Baerbock und Barrot besichtigen syrisches Foltergefängnis

11.33 Uhr: Außenministerin Annalena Baerbock hat rund vier Wochen nach dem Umsturz in Syrien das berüchtigte Foltergefängnis Saidnaja besichtigt. Gemeinsam mit ihrem französischen Amtskollegen Jean-Noël Barrot ließ sich die Grünen-Politikerin von Vertretern der syrischen Zivilschutzorganisation Weißhelme über die Zustände in dem Gefängnis nahe der Hauptstadt Damaskus informieren. 

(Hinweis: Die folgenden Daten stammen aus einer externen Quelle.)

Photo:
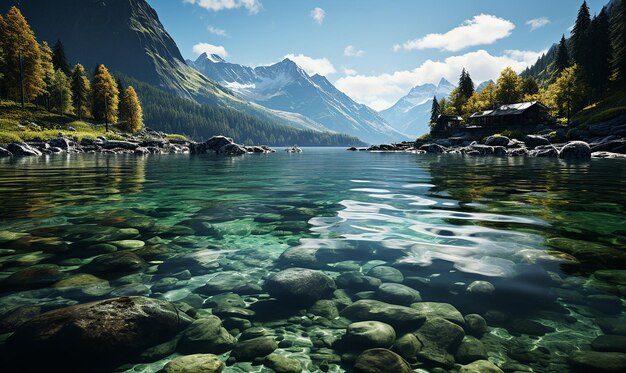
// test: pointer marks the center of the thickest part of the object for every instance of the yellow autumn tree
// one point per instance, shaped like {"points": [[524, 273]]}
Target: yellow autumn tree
{"points": [[105, 96], [22, 67], [131, 115]]}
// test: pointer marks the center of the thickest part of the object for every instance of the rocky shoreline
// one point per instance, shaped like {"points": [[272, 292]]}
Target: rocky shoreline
{"points": [[149, 142]]}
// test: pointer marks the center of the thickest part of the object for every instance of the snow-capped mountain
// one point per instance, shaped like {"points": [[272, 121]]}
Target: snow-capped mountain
{"points": [[286, 87], [411, 114]]}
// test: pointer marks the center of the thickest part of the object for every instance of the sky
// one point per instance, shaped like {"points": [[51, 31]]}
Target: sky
{"points": [[374, 51]]}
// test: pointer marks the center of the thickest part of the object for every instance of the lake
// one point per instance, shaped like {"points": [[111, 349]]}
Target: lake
{"points": [[534, 247]]}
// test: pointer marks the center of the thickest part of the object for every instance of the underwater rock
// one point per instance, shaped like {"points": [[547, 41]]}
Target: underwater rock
{"points": [[250, 349], [119, 262], [357, 281], [475, 325], [407, 346], [386, 274], [206, 335], [397, 294], [470, 349], [441, 310], [439, 338], [37, 276], [282, 364], [593, 361], [480, 366], [380, 360], [481, 288], [394, 315], [609, 343], [299, 285], [94, 336], [197, 363], [370, 334]]}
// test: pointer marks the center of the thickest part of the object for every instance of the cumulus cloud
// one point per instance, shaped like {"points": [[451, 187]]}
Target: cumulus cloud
{"points": [[318, 15], [313, 66], [381, 91], [538, 23], [210, 49], [253, 6], [483, 29], [217, 31], [352, 51]]}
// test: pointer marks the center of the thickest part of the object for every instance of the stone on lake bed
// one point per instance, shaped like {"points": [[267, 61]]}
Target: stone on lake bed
{"points": [[101, 334], [480, 366], [397, 294], [441, 310], [387, 274], [250, 349], [197, 363], [370, 334], [380, 360], [282, 364], [394, 315], [593, 361], [299, 285]]}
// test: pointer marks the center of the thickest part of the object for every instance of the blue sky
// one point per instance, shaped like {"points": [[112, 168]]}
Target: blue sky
{"points": [[374, 51]]}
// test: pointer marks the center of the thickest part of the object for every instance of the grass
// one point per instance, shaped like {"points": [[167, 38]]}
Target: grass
{"points": [[611, 107], [16, 125]]}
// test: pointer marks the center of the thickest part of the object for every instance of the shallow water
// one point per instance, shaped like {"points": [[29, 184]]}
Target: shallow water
{"points": [[538, 230]]}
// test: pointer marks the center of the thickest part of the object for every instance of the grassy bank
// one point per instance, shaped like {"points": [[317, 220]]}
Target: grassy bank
{"points": [[33, 123]]}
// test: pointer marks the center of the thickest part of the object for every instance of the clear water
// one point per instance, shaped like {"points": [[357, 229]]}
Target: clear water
{"points": [[537, 229]]}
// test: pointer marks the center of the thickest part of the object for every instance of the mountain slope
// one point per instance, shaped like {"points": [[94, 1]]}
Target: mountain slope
{"points": [[128, 37], [285, 86], [411, 114]]}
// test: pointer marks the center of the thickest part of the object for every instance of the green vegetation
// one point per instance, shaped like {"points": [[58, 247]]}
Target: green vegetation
{"points": [[16, 125]]}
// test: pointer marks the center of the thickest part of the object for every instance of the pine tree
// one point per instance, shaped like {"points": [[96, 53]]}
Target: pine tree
{"points": [[60, 93], [600, 54], [529, 86], [618, 36], [105, 96], [435, 110], [80, 91], [466, 85], [580, 38], [59, 59], [48, 69], [22, 58], [131, 114], [508, 87], [562, 60]]}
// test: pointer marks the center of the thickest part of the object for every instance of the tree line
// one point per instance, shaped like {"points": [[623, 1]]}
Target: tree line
{"points": [[32, 72], [583, 70]]}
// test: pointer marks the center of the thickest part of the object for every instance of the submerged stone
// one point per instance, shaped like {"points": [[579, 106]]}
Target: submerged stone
{"points": [[94, 336], [380, 360], [197, 363]]}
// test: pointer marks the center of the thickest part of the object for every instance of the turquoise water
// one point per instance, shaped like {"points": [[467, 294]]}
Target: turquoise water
{"points": [[549, 236]]}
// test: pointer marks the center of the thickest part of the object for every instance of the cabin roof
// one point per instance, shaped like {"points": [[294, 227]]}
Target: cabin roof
{"points": [[511, 109]]}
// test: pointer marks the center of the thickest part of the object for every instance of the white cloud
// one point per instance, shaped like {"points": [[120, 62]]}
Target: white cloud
{"points": [[313, 66], [318, 15], [210, 49], [481, 30], [538, 23], [381, 91], [253, 6], [352, 51], [217, 31]]}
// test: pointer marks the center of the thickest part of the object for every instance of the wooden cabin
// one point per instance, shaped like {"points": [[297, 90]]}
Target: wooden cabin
{"points": [[523, 113]]}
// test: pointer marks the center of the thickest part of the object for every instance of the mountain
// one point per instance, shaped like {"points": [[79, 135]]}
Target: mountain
{"points": [[286, 87], [411, 114], [128, 37]]}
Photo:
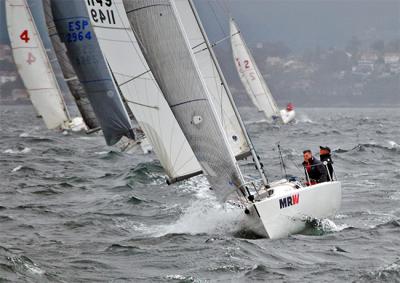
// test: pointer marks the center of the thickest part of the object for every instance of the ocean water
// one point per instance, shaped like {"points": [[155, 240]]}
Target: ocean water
{"points": [[75, 210]]}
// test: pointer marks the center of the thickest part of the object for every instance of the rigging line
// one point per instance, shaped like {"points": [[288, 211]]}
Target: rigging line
{"points": [[127, 29], [216, 18], [213, 44], [135, 77], [141, 104]]}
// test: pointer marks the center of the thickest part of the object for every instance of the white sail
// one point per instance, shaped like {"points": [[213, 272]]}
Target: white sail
{"points": [[212, 78], [251, 77], [33, 65], [169, 55], [68, 72], [140, 90]]}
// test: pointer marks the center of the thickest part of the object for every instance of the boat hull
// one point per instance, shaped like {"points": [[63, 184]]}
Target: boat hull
{"points": [[287, 116], [287, 210]]}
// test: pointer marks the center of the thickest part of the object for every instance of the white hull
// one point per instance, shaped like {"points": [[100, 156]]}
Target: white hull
{"points": [[75, 125], [287, 210], [287, 116]]}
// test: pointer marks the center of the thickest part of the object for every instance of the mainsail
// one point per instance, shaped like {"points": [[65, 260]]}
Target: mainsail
{"points": [[251, 77], [172, 63], [73, 25], [36, 8], [212, 77], [77, 90], [140, 90], [33, 65]]}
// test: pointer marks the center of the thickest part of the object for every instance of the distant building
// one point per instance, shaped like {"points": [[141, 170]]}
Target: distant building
{"points": [[19, 95], [392, 60], [366, 64], [7, 77]]}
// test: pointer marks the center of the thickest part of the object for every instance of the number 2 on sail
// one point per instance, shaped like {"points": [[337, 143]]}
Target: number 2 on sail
{"points": [[24, 36], [31, 59]]}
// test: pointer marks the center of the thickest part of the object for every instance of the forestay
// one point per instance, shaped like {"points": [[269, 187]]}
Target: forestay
{"points": [[33, 65], [73, 25], [140, 90], [251, 77], [77, 90], [171, 60], [212, 78]]}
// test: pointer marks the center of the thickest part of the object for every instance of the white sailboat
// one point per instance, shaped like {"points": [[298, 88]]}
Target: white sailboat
{"points": [[35, 70], [279, 208], [141, 91], [215, 82], [254, 83]]}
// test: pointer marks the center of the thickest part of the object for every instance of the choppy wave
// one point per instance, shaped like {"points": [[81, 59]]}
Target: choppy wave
{"points": [[74, 210]]}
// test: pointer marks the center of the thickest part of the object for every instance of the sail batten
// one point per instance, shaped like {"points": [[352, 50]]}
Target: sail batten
{"points": [[212, 77], [34, 66], [255, 86], [169, 56], [73, 26], [141, 91]]}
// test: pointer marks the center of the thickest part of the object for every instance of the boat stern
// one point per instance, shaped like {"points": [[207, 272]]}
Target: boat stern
{"points": [[286, 212]]}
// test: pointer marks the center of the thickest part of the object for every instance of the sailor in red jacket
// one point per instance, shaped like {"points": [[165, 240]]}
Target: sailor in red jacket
{"points": [[314, 168]]}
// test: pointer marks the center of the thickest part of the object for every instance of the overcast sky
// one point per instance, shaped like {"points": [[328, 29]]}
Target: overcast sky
{"points": [[299, 23], [302, 24]]}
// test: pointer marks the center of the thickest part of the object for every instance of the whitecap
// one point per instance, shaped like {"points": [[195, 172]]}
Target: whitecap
{"points": [[18, 151], [304, 118], [17, 168], [208, 217], [328, 225], [393, 144]]}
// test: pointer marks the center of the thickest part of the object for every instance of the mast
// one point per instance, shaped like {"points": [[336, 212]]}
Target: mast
{"points": [[225, 85]]}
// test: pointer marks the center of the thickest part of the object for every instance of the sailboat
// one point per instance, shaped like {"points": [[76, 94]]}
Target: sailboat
{"points": [[168, 52], [73, 27], [69, 76], [35, 70], [141, 91], [253, 81]]}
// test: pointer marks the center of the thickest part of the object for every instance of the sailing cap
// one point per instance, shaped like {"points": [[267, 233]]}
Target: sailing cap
{"points": [[325, 148]]}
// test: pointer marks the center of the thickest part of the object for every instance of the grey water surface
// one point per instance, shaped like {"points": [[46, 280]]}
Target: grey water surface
{"points": [[75, 210]]}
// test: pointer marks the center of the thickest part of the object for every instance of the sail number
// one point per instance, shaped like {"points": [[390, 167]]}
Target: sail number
{"points": [[100, 2], [31, 59], [78, 31], [100, 14], [24, 36]]}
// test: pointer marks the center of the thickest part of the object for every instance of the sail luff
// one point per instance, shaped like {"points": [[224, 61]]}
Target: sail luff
{"points": [[212, 77], [69, 74], [37, 11], [73, 25], [229, 94], [34, 66], [141, 91], [170, 58], [250, 75]]}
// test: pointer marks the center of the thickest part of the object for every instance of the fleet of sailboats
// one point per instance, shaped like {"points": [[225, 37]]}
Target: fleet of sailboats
{"points": [[253, 82], [152, 58], [35, 69]]}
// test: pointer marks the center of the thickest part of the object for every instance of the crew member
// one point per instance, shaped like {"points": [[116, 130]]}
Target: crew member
{"points": [[314, 168], [325, 155]]}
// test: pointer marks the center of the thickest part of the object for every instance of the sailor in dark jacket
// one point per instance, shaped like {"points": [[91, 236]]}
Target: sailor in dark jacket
{"points": [[315, 170], [325, 155]]}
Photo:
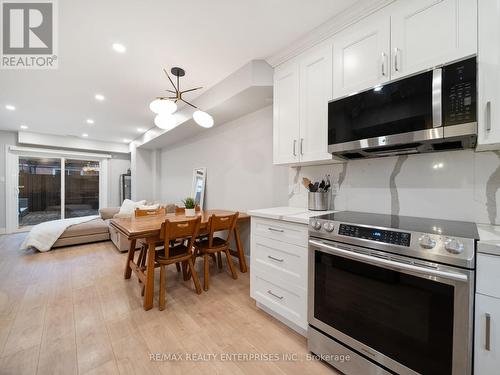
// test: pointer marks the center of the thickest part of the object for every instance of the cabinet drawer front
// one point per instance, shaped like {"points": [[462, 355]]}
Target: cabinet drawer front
{"points": [[488, 277], [286, 261], [290, 303], [282, 231]]}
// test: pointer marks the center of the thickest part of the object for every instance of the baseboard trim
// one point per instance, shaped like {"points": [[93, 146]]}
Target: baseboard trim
{"points": [[282, 319]]}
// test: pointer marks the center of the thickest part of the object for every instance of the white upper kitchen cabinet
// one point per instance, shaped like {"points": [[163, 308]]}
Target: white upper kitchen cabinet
{"points": [[427, 33], [315, 92], [488, 115], [361, 55], [286, 113]]}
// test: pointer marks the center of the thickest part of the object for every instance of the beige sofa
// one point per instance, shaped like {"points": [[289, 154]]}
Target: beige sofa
{"points": [[98, 230]]}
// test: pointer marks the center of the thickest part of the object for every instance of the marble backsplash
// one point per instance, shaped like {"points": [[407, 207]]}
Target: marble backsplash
{"points": [[456, 185]]}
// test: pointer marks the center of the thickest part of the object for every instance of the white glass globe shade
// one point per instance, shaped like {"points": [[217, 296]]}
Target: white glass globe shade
{"points": [[203, 119], [163, 106], [165, 121]]}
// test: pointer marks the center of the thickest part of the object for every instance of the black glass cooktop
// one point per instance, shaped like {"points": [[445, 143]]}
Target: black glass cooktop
{"points": [[416, 224]]}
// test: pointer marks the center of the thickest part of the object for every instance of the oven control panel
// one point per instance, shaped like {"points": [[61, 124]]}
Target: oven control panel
{"points": [[387, 236]]}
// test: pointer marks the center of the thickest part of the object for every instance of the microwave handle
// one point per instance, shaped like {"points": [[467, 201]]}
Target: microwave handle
{"points": [[396, 59], [437, 102], [488, 115], [383, 65]]}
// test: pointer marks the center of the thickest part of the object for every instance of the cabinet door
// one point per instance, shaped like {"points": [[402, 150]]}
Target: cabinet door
{"points": [[427, 33], [361, 55], [286, 114], [488, 115], [315, 92], [487, 332]]}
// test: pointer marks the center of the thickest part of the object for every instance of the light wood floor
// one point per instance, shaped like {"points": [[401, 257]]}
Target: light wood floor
{"points": [[69, 311]]}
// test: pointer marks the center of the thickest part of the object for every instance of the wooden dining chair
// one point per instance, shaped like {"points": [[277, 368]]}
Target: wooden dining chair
{"points": [[175, 252], [217, 245], [141, 212]]}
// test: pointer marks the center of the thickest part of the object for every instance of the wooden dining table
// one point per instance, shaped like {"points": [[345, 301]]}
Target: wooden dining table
{"points": [[148, 229]]}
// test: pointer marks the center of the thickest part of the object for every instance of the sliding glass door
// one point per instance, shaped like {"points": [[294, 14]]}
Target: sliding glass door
{"points": [[81, 188], [51, 188], [39, 197]]}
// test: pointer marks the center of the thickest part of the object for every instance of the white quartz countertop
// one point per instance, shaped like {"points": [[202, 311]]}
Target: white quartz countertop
{"points": [[293, 214], [489, 236]]}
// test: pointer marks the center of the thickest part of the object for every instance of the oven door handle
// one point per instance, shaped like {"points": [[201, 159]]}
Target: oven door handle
{"points": [[388, 263]]}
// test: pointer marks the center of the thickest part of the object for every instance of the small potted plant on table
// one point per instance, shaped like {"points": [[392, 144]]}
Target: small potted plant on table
{"points": [[189, 207]]}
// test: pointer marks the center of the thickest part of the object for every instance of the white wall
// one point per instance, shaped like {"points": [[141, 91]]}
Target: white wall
{"points": [[457, 185], [118, 165], [145, 168], [6, 138], [238, 158]]}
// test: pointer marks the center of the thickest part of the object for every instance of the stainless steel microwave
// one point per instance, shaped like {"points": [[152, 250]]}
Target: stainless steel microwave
{"points": [[431, 111]]}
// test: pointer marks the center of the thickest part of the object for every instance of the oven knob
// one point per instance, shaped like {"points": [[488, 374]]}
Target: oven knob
{"points": [[426, 242], [329, 227], [453, 246], [316, 224]]}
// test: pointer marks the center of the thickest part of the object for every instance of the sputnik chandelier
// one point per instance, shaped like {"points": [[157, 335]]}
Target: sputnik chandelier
{"points": [[165, 106]]}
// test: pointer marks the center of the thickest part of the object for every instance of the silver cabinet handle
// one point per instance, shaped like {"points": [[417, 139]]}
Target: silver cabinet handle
{"points": [[437, 105], [488, 116], [276, 259], [396, 59], [487, 338], [274, 295], [383, 64], [276, 230]]}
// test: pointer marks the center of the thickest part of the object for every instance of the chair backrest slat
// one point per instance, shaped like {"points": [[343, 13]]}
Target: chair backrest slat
{"points": [[220, 223], [172, 230]]}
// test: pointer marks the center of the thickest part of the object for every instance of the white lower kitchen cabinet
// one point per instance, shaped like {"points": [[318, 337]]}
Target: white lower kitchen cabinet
{"points": [[278, 270], [487, 316], [487, 341]]}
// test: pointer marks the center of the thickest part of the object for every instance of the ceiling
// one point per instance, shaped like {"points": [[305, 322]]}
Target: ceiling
{"points": [[209, 39]]}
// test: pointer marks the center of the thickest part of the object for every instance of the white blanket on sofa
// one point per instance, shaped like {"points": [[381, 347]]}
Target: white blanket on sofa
{"points": [[43, 236]]}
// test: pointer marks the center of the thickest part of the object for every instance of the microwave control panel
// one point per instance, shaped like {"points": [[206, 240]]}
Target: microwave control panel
{"points": [[459, 92]]}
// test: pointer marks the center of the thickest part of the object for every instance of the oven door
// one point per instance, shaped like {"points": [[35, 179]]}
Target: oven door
{"points": [[410, 318]]}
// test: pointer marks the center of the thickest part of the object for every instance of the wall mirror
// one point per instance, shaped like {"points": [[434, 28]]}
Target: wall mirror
{"points": [[198, 188]]}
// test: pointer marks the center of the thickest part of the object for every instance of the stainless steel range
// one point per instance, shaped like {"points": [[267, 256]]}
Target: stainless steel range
{"points": [[394, 293]]}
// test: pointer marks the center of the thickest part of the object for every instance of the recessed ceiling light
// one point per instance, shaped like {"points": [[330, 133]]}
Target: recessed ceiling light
{"points": [[118, 47]]}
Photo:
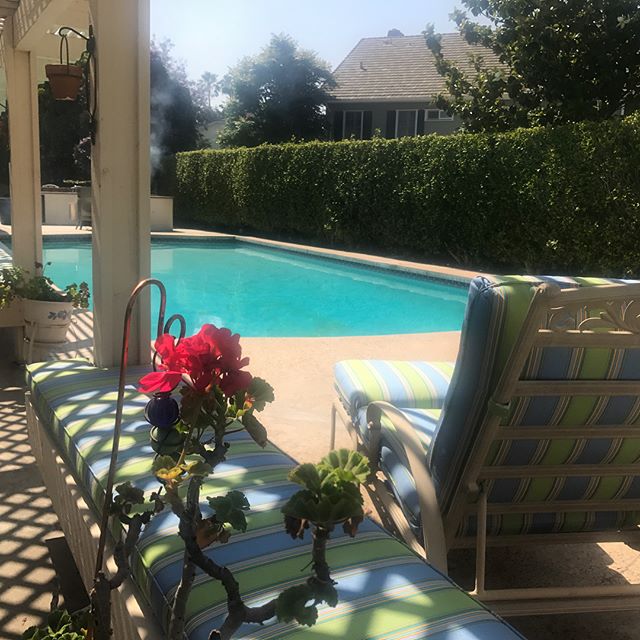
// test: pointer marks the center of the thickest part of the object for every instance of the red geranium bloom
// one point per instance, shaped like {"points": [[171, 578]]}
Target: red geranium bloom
{"points": [[167, 380], [211, 356]]}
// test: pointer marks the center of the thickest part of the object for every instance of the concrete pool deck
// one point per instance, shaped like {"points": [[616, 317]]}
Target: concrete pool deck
{"points": [[300, 369]]}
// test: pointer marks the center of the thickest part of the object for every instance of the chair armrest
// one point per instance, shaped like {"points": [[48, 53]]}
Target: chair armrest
{"points": [[413, 451]]}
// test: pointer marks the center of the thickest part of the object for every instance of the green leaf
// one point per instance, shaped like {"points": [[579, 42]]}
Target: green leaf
{"points": [[230, 509], [325, 592], [255, 429], [307, 475], [162, 462], [350, 466], [292, 604], [130, 494], [238, 499], [261, 392], [199, 468]]}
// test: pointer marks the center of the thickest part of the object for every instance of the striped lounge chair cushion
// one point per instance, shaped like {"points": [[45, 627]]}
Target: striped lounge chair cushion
{"points": [[494, 315], [385, 591], [422, 385]]}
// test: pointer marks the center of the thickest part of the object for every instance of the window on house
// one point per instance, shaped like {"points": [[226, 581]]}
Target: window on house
{"points": [[406, 123], [438, 114], [352, 125]]}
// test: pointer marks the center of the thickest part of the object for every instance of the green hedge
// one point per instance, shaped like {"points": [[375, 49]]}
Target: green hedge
{"points": [[564, 199]]}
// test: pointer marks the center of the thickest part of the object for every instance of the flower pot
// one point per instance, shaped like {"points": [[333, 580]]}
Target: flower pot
{"points": [[52, 319], [65, 80]]}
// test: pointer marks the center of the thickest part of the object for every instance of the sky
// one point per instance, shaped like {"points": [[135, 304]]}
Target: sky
{"points": [[212, 35]]}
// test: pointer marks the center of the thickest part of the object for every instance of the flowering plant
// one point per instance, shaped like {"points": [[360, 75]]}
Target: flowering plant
{"points": [[216, 392], [218, 396]]}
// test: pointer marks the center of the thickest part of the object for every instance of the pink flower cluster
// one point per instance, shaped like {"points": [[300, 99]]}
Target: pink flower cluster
{"points": [[211, 357]]}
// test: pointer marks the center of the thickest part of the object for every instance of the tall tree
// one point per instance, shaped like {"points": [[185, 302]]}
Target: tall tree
{"points": [[562, 61], [276, 96], [209, 84]]}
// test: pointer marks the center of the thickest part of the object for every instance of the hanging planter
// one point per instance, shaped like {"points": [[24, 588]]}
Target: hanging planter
{"points": [[65, 80]]}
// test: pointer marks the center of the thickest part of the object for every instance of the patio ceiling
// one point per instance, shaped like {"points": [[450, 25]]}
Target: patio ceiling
{"points": [[36, 22], [120, 155]]}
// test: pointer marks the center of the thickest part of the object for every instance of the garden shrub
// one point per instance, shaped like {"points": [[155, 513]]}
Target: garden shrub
{"points": [[563, 199]]}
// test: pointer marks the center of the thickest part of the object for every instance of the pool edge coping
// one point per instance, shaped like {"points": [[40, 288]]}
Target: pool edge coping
{"points": [[436, 272]]}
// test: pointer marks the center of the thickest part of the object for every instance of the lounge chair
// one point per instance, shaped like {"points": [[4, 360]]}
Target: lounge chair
{"points": [[535, 438], [385, 590]]}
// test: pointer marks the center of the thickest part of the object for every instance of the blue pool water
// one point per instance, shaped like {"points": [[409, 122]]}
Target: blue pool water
{"points": [[259, 291]]}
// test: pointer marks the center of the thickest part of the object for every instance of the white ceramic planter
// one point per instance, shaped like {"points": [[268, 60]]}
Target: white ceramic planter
{"points": [[52, 319]]}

Saidnaja gilt als das wohl berüchtigtste Militärgefängnis aus der Zeit des Langzeitmachthabers Baschar al-Assad. Im Volksmund wurde es nur das „Schlachthaus“ genannt. Seit 2011 haben Menschenrechtler dort systematische Massenhinrichtungen, Folter und das Verschwinden von Tausenden Gefangenen dokumentiert. 

Amnesty International kam nach Interviews mit Ex-Häftlingen, Sicherheitsleuten, Richtern sowie Anwälten und Experten zu dem Schluss, dass in Saidnaja unter Anweisung der Assad-Regierung Verbrechen gegen die Menschlichkeit begangenen wurden.